Wednesday, September 18, 2019

Machines Like Me - Ian McEwan

Machines Like Me is Ian McEwan’s cautionary tale about a future that we just may not be ready for when it finally arrives. Synthetic humans (robots) are coming and they may be far smarter than we are when they get here. That may not sound like much of a problem, but what happens when the robots figure that out and become bored with us and our human limitations. Will they have the patience to put up with us or will they decide to take over for our own good?  

McEwan ventures into the alternate history genre here to explore some of the what-ifs of the accelerating pace at which we are introducing artificial intelligence and robotics into our everyday world. The novel is set in a 1980s version of the world very different from the one recorded by the history books. Margaret Thatcher is driven from office in disgrace after badly losing the Falklands War; John Lennon is alive and well and the Beatles are still a band; and the Brighton hotel bombing this time does manage to kill a British prime minister (Thatcher’s successor). Oh, and Jimmy Carter wins a second term, John Kennedy survives his trip to Dallas, and novelist Joseph Heller finds fame with a book he titles Catch-18. You get the idea.

Charlie Friend, thirty-two years old and single, takes great pride in the fact that he doesn’t have to answer to any boss. Charlie lives alone in a London apartment where he sits in front of his computer all day long buying and selling stocks, earning just enough to cover his day-to-day needs. He is not the most ambitious guy in the world, and when he learns that what he earns from day-trading stocks is just below the wage of the average Londoner, Charlie is proud that he is doing that well without having to answer to anyone. He is not the type to worry much about his future. Now, though, Charlie is falling in love with Miranda, the student who lives in the flat above his - even though she does not seem to feel the same way about him. But after blowing all the money his recently deceased mother left him on one of the world’s first synthetic humans, Charlie may have just stumbled onto a way of binding Miranda to him. He lets her help him design the personality of Adam, the near-perfect physical specimen who will now be sharing Charlie’s flat. 

Ian McEwan
Miranda, as it turns out, has secrets of her own, secrets that she can’t hide from someone like Adam who never sleeps and spends all of his spare time researching and learning about the world into which he has so suddenly been thrust. And after Adam warns Charlie that Miranda is not really who she seems to be, things begin to get tricky – especially after Adam declares his own love for Miranda.

Machines Like Me explores whether or not artificial intelligence can ever understand human emotions, motivations, and reasoning. Will it be possible for such a created consciousness to grow beyond the black and white rules it has initially been designed to follow? And if not, how will the inevitable conflict be resolved? What is to be done when our synthetic humans decide that they know what’s good for us better than we do.

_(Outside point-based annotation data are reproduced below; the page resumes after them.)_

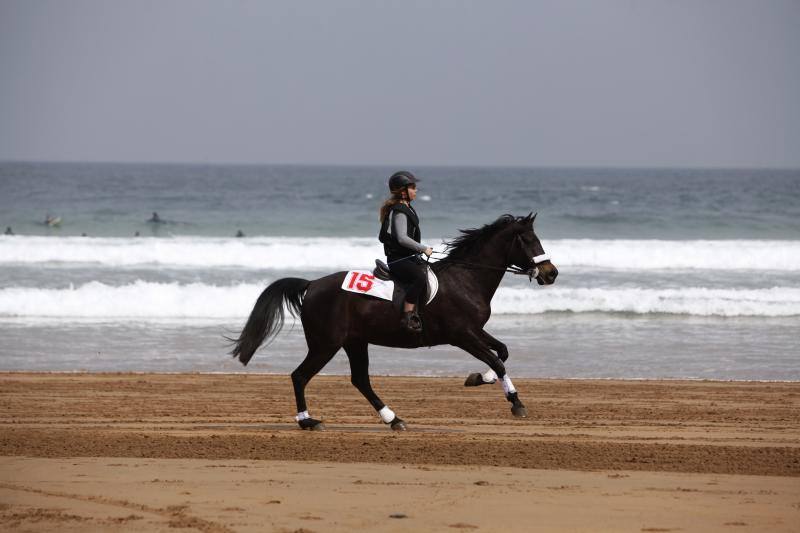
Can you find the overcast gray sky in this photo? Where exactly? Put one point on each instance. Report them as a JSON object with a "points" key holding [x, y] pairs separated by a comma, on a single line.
{"points": [[608, 83]]}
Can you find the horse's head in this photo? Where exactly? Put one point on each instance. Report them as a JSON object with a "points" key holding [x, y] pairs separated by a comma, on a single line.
{"points": [[527, 252]]}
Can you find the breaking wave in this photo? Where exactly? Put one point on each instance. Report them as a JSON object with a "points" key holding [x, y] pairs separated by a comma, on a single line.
{"points": [[317, 253], [147, 301]]}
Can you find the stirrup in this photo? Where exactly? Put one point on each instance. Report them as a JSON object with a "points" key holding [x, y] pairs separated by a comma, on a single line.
{"points": [[411, 321]]}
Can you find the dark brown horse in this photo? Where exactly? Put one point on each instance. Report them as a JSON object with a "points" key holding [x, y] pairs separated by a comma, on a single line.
{"points": [[333, 318]]}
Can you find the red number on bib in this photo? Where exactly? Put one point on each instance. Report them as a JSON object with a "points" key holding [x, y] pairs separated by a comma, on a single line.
{"points": [[361, 282], [365, 282]]}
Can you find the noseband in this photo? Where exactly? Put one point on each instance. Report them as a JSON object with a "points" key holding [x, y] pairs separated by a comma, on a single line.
{"points": [[533, 271]]}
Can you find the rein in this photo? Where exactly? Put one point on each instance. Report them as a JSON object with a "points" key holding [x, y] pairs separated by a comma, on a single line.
{"points": [[531, 272]]}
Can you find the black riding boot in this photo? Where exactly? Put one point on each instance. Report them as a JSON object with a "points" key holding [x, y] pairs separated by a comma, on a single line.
{"points": [[411, 321]]}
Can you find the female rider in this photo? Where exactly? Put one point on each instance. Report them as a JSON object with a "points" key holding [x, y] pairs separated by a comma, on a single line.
{"points": [[400, 235]]}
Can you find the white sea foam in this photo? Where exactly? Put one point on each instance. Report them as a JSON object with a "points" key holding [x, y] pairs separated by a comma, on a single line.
{"points": [[155, 301], [318, 253]]}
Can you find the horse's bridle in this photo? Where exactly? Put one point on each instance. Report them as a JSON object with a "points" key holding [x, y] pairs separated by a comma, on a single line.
{"points": [[531, 272]]}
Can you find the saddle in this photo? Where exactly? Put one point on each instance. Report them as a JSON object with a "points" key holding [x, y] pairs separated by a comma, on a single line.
{"points": [[382, 272]]}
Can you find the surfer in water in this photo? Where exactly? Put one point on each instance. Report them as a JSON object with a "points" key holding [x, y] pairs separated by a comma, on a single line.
{"points": [[50, 220]]}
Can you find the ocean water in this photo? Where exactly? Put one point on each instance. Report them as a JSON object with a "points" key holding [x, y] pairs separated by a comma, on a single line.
{"points": [[663, 273]]}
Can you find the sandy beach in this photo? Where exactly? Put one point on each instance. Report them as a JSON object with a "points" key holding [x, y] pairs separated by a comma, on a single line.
{"points": [[154, 452]]}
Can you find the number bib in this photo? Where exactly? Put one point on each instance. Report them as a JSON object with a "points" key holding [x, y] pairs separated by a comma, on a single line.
{"points": [[364, 282]]}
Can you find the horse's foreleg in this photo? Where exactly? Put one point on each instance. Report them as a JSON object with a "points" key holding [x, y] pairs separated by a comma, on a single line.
{"points": [[358, 355], [476, 346], [487, 378], [310, 367]]}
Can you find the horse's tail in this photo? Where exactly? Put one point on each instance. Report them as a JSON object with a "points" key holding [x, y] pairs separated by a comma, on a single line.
{"points": [[266, 319]]}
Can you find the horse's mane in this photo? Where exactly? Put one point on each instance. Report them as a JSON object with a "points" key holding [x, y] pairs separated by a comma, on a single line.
{"points": [[473, 238]]}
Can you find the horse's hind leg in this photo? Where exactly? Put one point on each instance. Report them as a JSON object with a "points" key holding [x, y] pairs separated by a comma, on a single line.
{"points": [[358, 355], [311, 365]]}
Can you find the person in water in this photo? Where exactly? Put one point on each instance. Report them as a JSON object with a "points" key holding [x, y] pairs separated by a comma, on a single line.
{"points": [[401, 237]]}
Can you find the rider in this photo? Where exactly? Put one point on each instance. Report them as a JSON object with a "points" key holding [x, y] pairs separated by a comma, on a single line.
{"points": [[400, 235]]}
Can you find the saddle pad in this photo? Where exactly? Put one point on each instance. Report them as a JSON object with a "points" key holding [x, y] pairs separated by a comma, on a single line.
{"points": [[364, 282]]}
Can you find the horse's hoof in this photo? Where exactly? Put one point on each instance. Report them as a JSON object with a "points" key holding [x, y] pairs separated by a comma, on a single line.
{"points": [[398, 425], [474, 379], [519, 411], [311, 424]]}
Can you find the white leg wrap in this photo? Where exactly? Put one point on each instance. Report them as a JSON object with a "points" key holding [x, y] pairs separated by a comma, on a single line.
{"points": [[387, 415], [508, 387]]}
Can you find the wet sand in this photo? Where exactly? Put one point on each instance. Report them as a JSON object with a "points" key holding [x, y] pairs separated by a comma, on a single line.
{"points": [[147, 452]]}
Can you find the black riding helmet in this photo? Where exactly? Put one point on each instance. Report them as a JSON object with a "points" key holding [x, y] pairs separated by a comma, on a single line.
{"points": [[401, 179]]}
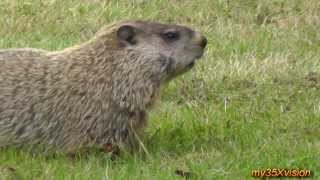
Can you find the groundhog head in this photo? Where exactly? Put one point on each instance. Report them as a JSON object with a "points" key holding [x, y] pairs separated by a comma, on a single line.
{"points": [[168, 49]]}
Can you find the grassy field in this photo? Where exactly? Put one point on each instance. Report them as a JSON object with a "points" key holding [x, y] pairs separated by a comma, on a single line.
{"points": [[252, 102]]}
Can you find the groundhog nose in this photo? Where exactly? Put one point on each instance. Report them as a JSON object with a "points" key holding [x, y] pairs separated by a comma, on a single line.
{"points": [[203, 42]]}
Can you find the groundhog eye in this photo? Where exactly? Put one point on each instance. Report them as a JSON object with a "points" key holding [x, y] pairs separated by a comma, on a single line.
{"points": [[171, 36]]}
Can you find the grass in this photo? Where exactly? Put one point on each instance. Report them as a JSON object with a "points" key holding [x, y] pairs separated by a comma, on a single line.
{"points": [[252, 102]]}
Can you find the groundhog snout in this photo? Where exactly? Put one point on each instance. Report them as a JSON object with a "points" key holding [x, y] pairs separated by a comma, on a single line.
{"points": [[201, 40]]}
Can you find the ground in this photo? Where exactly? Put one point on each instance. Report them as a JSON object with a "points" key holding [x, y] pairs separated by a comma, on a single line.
{"points": [[252, 102]]}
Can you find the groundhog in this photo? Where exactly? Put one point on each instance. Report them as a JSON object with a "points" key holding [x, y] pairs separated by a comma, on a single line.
{"points": [[95, 93]]}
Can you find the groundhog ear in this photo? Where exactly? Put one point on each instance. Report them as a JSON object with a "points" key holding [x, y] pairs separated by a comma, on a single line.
{"points": [[126, 33]]}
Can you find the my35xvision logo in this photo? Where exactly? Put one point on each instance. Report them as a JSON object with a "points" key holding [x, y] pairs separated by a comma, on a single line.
{"points": [[278, 172]]}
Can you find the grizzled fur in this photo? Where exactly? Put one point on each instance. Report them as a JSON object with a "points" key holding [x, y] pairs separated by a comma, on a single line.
{"points": [[94, 93]]}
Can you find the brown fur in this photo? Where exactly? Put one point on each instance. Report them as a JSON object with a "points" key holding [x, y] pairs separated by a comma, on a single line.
{"points": [[96, 93]]}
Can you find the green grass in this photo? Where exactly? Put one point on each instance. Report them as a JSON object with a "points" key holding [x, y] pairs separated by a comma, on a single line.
{"points": [[252, 102]]}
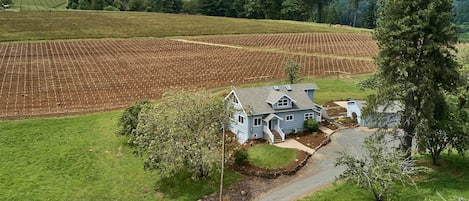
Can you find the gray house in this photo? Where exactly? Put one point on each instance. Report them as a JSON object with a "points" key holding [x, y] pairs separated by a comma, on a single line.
{"points": [[272, 112], [388, 116]]}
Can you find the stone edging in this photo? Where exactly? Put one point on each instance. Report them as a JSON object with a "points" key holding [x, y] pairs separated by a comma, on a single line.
{"points": [[275, 174]]}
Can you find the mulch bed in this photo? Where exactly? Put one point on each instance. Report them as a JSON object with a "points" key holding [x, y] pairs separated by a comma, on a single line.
{"points": [[309, 139], [334, 110]]}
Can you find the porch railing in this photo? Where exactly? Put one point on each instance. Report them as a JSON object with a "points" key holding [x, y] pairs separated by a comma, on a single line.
{"points": [[280, 132], [270, 136], [317, 109]]}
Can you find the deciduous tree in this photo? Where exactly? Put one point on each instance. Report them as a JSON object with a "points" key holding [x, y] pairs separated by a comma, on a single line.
{"points": [[378, 168], [128, 121], [182, 132]]}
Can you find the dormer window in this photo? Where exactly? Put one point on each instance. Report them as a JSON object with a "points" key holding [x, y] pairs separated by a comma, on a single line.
{"points": [[283, 102]]}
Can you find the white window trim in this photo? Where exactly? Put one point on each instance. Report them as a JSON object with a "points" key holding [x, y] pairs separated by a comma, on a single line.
{"points": [[240, 119], [283, 102], [254, 122], [309, 115]]}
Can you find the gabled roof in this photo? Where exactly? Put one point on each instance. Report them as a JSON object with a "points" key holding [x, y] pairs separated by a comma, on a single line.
{"points": [[275, 96], [256, 98]]}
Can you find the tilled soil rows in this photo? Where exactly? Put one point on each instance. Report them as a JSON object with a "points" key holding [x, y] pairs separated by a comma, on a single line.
{"points": [[69, 77]]}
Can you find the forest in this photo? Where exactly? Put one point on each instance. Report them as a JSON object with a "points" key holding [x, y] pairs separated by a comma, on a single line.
{"points": [[357, 13]]}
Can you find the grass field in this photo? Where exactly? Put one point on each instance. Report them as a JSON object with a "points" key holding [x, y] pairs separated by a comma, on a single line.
{"points": [[25, 26], [38, 5], [80, 158], [270, 157], [447, 182]]}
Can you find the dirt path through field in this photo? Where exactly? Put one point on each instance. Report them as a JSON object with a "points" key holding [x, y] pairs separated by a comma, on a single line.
{"points": [[276, 50]]}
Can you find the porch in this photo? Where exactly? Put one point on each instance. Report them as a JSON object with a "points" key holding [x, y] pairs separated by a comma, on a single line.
{"points": [[272, 131]]}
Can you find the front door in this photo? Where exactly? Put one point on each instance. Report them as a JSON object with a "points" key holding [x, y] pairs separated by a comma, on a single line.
{"points": [[272, 123]]}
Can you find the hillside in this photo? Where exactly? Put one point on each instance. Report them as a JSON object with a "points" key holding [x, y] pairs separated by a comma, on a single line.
{"points": [[27, 26]]}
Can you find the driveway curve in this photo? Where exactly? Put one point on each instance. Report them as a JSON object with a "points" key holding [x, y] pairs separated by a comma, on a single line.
{"points": [[320, 170]]}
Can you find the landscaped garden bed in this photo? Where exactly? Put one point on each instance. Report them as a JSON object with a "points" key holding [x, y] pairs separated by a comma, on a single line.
{"points": [[309, 139]]}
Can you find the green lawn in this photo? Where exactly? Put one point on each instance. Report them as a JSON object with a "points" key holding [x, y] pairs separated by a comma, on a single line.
{"points": [[450, 181], [330, 87], [80, 158], [270, 157], [37, 5], [333, 88], [25, 26]]}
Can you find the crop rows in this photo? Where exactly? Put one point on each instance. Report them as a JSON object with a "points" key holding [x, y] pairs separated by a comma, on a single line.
{"points": [[69, 77], [339, 44]]}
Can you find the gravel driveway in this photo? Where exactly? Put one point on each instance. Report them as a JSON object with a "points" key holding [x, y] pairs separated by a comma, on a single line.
{"points": [[320, 170]]}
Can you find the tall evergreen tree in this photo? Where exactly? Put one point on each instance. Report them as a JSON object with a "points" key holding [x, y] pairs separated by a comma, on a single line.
{"points": [[415, 61]]}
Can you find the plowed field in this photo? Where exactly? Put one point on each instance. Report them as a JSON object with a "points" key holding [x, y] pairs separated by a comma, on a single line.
{"points": [[70, 77]]}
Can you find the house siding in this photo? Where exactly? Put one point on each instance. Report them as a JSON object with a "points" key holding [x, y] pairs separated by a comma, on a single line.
{"points": [[297, 123], [240, 129], [352, 107], [276, 106], [256, 132]]}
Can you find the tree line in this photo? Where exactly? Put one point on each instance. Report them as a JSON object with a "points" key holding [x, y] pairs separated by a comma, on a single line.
{"points": [[357, 13]]}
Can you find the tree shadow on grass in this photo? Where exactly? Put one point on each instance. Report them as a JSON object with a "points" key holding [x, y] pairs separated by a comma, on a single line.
{"points": [[182, 187]]}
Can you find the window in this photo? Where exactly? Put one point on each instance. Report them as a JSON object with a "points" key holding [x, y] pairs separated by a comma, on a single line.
{"points": [[241, 119], [235, 100], [309, 116], [257, 121], [282, 102]]}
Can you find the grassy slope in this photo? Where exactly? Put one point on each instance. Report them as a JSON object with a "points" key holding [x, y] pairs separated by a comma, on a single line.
{"points": [[451, 181], [23, 26], [77, 158], [269, 156]]}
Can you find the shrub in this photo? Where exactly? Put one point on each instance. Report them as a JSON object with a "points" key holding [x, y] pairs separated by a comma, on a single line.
{"points": [[312, 125], [240, 156], [129, 119], [111, 8]]}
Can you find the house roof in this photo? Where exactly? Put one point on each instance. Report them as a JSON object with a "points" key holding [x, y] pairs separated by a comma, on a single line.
{"points": [[258, 98], [275, 96], [392, 108]]}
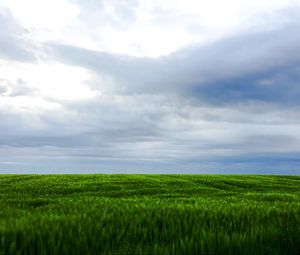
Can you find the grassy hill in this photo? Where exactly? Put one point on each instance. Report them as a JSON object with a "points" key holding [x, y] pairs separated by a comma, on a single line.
{"points": [[149, 214]]}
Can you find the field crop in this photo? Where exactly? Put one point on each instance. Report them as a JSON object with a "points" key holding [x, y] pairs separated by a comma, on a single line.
{"points": [[149, 214]]}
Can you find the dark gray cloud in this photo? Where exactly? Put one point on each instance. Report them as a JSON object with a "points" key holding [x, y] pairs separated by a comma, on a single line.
{"points": [[227, 104], [261, 66]]}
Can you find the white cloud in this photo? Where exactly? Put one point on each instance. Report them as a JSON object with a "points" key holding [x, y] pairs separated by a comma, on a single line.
{"points": [[89, 103]]}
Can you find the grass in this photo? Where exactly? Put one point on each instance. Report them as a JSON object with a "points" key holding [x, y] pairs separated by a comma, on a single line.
{"points": [[149, 214]]}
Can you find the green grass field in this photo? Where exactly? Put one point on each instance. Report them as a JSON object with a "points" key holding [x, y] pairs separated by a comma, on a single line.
{"points": [[149, 214]]}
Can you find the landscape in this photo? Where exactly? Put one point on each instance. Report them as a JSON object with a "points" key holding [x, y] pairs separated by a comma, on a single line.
{"points": [[149, 127], [149, 214]]}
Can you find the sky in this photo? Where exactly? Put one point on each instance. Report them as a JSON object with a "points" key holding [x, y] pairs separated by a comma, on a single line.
{"points": [[157, 86]]}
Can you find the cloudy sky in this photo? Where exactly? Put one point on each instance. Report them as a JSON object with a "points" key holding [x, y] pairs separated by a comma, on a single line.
{"points": [[150, 86]]}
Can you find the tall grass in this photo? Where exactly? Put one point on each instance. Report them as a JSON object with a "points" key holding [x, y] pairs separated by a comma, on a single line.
{"points": [[149, 214]]}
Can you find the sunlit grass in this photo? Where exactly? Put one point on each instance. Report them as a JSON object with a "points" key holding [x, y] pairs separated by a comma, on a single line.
{"points": [[149, 214]]}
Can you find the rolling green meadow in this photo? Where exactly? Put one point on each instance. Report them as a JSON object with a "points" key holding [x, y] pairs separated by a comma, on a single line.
{"points": [[149, 214]]}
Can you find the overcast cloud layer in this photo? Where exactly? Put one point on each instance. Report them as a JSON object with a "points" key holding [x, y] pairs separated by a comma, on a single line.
{"points": [[150, 86]]}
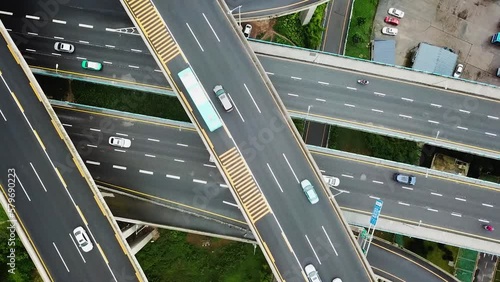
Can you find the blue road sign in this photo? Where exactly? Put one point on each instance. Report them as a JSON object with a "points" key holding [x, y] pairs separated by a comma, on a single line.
{"points": [[376, 212]]}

Which of us crosses the line first?

This quote (page 370 of the Large Print edition) should give all of us, researchers included, something to think about: “They couldn’t understand us, because we couldn’t understand ourselves. Their learning programs couldn’t accommodate us. If we didn’t know our own minds, how could we design theirs and expect them to be happy alongside us?”

Bottom Line: Machines Like Me is a bit frustrating at times because of the long, detailed digressions that McEwan strays into that do not always do much to advance the “discussion” of the potential conflict between artificial intelligence and human intelligence - but the patient reader will be well rewarded for his patience. I suppose that Machines Like Me will be most easily appreciated by science fiction and alternate reality fans, but it is a thought provoking philosophical novel as well.

2 comments:

  1. It seems so obvious to me that this could be a problem. Didn't Stephen Hawkings say so as well? Possibly I have read too much science fiction. But was watching a travel doc last night, the traveller exploring Japan. She was freaked out by how many robots are in every day life there now and so was I. I felt like I was watching I, Robot.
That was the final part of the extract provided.